Je vous connais. Tu es une bonne fille, essayant de faire la bonne chose. Toujours attentionné, toujours aimant, toujours donner de soi.
Vous voyez la lumière dans le noir, le bien dans le mal, les petites choses qui passent inaperçues dans leur angle mort.
Et je te vois.
Je vous vois lutter pour libérer le poids de ce rôle. Pour donner la parole à ces autres parties de vous. Ceux auxquels vous n’aimez pas vraiment penser.

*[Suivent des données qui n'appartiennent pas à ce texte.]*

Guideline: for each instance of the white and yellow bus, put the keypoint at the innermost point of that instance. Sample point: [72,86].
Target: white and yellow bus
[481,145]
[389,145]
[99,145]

Ce pot ; votre tranquillité d’esprit, et quand ils s’immiscent, spontanément, comment vous vous sentirez.
Et je te sens.
Vous ne m’auriez pas parlé d’eux. Vous ne pouviez tout simplement pas. Au cœur de la nuit, reconnaître de telles pensées, les mettre en mots, les dire à haute voix. Vous ne pouvez pas. Mais vous n’êtes pas obligé. Ces mots non prononcés, je peux les entendre.
Et je t’entends.
Je pourrais prendre ton corps, te faire plaisir. Mais je suis dans ta tête plus important encore. Je connais cette pensée secrète, et je sais quand tu en as besoin ; et quand je goûte ton esprit, comme j’ai été affamé.
J’attends mon heure, je te pousse en avant, je sens quand tu es prêt. La façon dont tu bouges contre moi, tes besoins, tes désirs. Il est temps, mais prudemment. Je te teste, mots secrets chuchotés si doucement contre ton oreille.
Ta respiration, ta façon de me serrer les coudes, les ongles enfoncés, les pupilles dilatées, dis-moi tout ce que j’ai besoin de savoir. Vous n’avez pas à dire un mot. Vous n’avez rien à vous avouer.
Je sais.
Je te construis.
Et donc vous chevauchez les bords déchiquetés de cette pensée, jusqu’au bord du rasoir de votre sommet. Quand je le force dans votre esprit, alors qu’il fond – chauffé à blanc, écrasant, engourdissant. Juste ce dont vous avez besoin.
Je t’abats.
Votre cerveau s’y accroche pleinement, l’embrasse, se délecte de sa dépravation. Une trappe, libérant votre corps pour une chute libre dans l’extase.
Et pendant que tu jouis dessus, que tu jouis sur moi, rongé par le plaisir, criblé, ravi, l’esprit vide…. Je rassemble cette pensée, la plie soigneusement et la range dans un endroit caché pour la prochaine fois.
Alors quand tu redescends vers moi, que tu t’effondres dans mes bras, il n’y a rien du tout. Juste moi et toi – Ma gentille fille.